One of the seemingly essential elements of the theology of the Christian life is the claim that, in Christ people are able to be transformed in their existential existence in the world. While most Christians would deny any sort of crude notion of perfectionism, most Christians, even the most strongly reformed ones, would surely maintain that in the Christian life growth and change is in fact a possibility that can be realized.
Now, on one level it is easy to observe certain kinds of changes that do take place in the Christian life. The now-converted promiscuous college student will probably not have insurmountable problems cutting frivolous sexual exploits out of his life and the now-converted lawyer can certainly find a morally acceptable occupation without much existential crisis. However, examples like this are simply examples of behavior modification, not of a true existential experience of personal change. What I’ve noticed is that, for the most part, the things people struggle with in life are pretty much the same things they struggled with all of their lives.
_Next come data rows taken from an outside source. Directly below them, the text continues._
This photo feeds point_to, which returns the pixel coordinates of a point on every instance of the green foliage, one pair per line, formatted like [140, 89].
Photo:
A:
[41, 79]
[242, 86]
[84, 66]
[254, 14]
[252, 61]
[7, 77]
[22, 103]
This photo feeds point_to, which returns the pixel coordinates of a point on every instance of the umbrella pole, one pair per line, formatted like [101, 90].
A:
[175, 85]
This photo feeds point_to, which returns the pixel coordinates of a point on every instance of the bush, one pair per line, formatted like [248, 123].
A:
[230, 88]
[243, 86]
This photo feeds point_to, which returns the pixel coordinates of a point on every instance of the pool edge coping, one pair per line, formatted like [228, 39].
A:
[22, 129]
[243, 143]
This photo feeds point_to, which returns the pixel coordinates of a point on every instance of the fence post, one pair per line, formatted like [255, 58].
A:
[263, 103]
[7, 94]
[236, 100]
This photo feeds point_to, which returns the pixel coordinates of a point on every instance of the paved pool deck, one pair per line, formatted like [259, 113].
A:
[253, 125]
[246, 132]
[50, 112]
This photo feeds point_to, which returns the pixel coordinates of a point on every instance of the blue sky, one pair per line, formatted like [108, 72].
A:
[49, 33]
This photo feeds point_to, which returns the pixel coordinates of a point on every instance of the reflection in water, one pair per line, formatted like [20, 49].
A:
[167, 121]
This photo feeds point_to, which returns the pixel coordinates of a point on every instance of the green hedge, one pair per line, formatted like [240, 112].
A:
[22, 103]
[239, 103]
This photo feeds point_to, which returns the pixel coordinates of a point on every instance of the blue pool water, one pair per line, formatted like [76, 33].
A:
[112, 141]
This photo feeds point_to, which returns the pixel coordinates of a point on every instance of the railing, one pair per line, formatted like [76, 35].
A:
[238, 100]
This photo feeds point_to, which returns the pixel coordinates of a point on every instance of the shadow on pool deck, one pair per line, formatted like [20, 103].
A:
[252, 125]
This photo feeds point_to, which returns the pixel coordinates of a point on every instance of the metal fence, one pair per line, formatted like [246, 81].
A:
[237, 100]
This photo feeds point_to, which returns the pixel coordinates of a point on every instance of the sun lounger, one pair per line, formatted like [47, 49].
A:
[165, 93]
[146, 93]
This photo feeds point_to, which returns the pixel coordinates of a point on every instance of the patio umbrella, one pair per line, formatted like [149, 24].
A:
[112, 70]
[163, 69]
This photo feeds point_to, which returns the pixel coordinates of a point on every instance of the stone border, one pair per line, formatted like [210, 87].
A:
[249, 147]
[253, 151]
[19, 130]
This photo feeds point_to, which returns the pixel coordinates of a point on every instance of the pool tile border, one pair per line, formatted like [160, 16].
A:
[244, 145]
So and so may not sleep around anymore, but she still finds a way to idolize romance.
The question that I have then, is simply this: How do people really change? What sorts of events, relationships, practices, encounters, and decisions actually contribute to an existential transformation of people’s mode of existence in the world? What kind of change is actually possible in the Christian life? In short, what kind of transformation of life should we expect over the course of a well-lived Christian life, and where and how do seek after that?